I took a gap year because I felt a deep friction I couldn’t name until I was away from campus. If you don’t have solid grounding, you are at risk of being swept up in the fastest moving current; and I felt myself being carried away by the lure of big money in big cities by big banks. Sophomore spring, when my roommate told me she already cinched an internship at a big bank in NYC for junior summer, I felt myself feeling anxious, and angry with myself. But I didn’t even want it! I just felt like I should! I didn’t know what I wanted or even what I liked. Everyone talks about a career path. How can I be on a “path” if I was aimless? What was the destination? I needed to know what was out there.
I took a gap year because I finally wanted time to read the books I always said I would.
I took a gap year because I finally wanted time to write the poetry I always said I would.

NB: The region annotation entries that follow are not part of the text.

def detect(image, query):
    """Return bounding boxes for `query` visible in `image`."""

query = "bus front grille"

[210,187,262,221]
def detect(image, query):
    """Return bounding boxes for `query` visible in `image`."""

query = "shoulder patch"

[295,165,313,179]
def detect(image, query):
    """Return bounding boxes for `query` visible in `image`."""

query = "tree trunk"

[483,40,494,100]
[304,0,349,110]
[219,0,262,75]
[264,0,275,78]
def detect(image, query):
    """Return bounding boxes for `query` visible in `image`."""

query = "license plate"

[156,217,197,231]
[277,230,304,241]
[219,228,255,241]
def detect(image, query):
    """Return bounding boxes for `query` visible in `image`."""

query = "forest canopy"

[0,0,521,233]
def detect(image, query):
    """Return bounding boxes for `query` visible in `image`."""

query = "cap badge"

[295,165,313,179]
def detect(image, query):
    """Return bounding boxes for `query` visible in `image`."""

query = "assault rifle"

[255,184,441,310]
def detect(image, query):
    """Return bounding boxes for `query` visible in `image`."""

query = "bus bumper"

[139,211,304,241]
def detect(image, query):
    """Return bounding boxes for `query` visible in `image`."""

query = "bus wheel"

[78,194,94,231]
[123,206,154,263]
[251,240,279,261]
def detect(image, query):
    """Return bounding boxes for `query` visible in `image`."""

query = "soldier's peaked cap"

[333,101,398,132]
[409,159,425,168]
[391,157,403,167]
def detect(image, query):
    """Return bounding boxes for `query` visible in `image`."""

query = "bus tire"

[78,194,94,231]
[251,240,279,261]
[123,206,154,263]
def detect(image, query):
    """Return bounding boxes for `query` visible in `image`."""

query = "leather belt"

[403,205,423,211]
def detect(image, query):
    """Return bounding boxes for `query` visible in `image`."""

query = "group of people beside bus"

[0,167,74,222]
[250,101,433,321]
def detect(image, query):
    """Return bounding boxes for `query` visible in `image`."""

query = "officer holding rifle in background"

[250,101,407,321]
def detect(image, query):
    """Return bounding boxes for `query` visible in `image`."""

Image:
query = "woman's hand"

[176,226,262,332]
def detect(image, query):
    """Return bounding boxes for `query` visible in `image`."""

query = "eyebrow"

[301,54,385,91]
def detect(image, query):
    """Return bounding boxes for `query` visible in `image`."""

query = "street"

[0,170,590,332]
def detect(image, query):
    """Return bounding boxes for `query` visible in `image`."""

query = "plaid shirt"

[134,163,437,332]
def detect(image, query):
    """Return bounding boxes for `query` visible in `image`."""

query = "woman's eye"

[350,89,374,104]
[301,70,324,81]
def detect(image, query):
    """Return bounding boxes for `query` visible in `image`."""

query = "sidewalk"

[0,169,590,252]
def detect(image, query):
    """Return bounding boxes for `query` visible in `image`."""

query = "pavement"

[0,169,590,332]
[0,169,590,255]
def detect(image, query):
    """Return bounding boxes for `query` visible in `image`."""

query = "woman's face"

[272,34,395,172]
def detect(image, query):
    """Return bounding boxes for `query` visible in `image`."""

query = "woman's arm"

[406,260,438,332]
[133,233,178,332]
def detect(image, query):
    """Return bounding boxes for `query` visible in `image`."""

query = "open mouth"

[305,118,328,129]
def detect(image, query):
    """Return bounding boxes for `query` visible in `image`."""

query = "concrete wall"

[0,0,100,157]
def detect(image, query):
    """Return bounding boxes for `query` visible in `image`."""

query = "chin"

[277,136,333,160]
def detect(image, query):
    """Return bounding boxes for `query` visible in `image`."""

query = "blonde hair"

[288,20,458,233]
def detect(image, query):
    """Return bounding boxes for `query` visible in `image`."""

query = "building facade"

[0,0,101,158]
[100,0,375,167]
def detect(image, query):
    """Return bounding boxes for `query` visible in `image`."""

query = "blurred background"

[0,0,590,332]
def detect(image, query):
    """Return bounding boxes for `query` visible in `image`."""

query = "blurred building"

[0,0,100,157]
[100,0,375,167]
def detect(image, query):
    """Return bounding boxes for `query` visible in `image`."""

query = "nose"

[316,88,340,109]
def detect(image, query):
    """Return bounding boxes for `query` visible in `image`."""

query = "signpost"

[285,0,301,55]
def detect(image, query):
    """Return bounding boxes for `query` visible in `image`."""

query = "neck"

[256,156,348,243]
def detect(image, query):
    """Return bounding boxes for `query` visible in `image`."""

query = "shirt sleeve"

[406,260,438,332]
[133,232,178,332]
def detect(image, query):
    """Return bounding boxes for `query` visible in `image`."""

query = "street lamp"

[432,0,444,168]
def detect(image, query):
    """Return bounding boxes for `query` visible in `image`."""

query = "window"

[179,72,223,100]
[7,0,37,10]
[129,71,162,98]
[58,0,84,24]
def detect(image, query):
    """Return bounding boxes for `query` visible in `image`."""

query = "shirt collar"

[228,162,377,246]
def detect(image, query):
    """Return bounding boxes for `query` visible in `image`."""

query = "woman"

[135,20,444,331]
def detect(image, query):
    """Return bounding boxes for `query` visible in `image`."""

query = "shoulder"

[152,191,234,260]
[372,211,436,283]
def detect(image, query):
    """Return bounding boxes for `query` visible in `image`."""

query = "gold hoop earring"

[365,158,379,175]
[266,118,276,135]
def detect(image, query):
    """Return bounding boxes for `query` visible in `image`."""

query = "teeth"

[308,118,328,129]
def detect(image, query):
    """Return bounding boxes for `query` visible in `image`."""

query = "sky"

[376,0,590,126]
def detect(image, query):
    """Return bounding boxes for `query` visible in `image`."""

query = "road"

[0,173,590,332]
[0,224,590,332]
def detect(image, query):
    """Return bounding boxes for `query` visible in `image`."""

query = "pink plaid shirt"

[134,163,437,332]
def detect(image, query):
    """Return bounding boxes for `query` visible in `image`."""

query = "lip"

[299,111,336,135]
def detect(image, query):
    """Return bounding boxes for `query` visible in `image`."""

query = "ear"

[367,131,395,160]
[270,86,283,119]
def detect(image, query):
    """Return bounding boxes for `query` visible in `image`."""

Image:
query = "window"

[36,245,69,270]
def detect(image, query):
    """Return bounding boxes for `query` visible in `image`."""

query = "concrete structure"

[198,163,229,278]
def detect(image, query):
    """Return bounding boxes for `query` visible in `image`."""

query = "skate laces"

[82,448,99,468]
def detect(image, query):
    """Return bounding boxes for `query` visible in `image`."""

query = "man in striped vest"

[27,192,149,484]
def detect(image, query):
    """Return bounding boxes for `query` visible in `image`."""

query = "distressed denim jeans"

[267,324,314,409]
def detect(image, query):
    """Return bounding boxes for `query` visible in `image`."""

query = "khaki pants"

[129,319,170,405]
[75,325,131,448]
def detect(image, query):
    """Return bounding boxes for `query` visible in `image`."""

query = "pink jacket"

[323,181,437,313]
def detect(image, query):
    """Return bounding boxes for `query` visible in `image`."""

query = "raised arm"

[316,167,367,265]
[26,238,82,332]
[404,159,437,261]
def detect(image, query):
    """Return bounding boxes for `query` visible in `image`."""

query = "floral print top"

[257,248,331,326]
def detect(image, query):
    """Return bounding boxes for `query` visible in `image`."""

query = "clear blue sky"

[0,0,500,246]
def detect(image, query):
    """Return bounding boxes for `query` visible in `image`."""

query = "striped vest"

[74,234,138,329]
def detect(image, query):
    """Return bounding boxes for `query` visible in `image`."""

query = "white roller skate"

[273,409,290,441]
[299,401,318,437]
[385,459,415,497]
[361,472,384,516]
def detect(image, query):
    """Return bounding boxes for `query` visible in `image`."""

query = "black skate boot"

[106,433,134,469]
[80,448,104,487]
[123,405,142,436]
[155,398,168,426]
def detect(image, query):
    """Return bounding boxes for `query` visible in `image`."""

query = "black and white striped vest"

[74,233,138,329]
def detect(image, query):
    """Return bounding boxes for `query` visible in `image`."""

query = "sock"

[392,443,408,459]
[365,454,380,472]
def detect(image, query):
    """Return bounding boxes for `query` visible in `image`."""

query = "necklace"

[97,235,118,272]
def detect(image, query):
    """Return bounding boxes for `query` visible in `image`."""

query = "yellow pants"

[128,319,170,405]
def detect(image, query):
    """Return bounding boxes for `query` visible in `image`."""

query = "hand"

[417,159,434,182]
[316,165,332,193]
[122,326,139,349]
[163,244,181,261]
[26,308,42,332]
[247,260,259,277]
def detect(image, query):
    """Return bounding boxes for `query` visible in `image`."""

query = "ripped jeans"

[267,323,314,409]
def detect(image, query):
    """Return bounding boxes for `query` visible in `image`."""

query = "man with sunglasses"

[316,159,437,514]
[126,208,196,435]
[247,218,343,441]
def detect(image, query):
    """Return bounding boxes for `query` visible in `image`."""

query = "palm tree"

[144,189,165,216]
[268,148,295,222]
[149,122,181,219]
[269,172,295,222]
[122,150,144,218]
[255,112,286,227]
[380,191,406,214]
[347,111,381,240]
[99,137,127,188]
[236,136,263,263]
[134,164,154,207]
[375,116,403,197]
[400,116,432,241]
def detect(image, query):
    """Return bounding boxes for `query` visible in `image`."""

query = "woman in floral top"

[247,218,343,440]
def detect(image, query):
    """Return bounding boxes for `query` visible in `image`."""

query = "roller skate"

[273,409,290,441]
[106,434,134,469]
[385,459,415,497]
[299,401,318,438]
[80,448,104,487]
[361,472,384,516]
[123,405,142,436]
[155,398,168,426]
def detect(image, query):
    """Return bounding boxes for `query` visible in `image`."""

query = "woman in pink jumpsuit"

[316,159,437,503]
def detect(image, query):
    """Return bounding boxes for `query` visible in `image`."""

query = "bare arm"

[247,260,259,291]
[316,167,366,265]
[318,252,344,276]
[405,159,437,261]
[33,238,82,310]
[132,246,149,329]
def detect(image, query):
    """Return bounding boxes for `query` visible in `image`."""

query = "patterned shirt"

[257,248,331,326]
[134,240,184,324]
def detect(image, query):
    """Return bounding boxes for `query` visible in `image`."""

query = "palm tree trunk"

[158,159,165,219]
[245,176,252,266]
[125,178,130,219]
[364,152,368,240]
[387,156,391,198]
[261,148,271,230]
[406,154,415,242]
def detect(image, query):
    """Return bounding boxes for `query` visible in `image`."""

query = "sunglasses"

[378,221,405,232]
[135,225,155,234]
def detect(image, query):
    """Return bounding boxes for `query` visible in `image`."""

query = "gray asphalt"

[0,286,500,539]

I took a gap year because I didn’t know my own limits. There is a 24 hour library on campus called Lamont. If you study there - and god forbid pull an all-nighter there - you are labeled a “Lamontster”. Things like this condition us never know when to stop studying, preparing for interviews, reaching for the next accolade. I worked myself to the point when I lifted my head up on a Thursday, mid-dinner and realized I haven’t had a real conversation with anyone in the past week. I worked myself to the point that I woke up counting down the hours until I could sleep again. I couldn’t handle Harvard’s constantly turning wheel of competitive productivity; I felt like I was just skimming the surface and everything was gliding by.
I took a gap year because I didn’t spend enough time with my family. I knew I took things for granted far too often.
I took a gap year because I did not feel like I was doing well at Harvard, not on the front of my well-being, self-confidence, or being a caring friend to the people I love.
I took a gap year because my life had always been on track. I was a swimmer and never consider the world around me. I never thought about whether I should volunteer for my community. I never really thought about how my actions affect other people on the planet. I never ventured to create things. I always felt content to do well at the things that I was assigned. I was never political. I didn’t even know how to articulate the question, never mind have the audacity and self-awareness to recognize a change and enact a solution.
I took a gap year because I had to know: when I was really stressed and things came down to the wire, could I trust myself? Did I have an inner voice? What did she sound like? Did I even like her?
I took a gap year because I needed sleep.
I took a gap year because I felt inauthentic and immature. Sometimes, I felt trapped underneath all of the identifiers we say in a “Harvard introduction,” trapped under Cabot House, swimmer, comparative literature major, sophomore, etc. I wanted to seriously commit to understanding myself and being honest with myself about my own shortcomings. I knew I couldn’t do that at Harvard; it was too comfortable and I was stuck in a groove of the things I committed to and a packed google calendar. To do this, I had be in an environment that forced me out of my element, to be uncomfortable. I wanted to know what I was like when I was meeting a completely new group of people.
I took a gap year because I wanted to see the communities that I wanted to help later in life. Only then did I feel like I could return to school and learn how to best help them.
I took a gap year because I wanted to learn how to cook my mother’s recipes with her.
I took a gap year because I strongly believed that anything I missed while away (the FOMO!) would be outweighed by the insight I will gain on my gap year. Harvard wasn’t the kind of education I needed at that moment. I would give myself the kind of education I needed, now.
There just came a point, when I knew that I couldn’t continue at the pace that I was going in the way that I was living.
If you’ve ever felt this way as well, consider taking a gap year.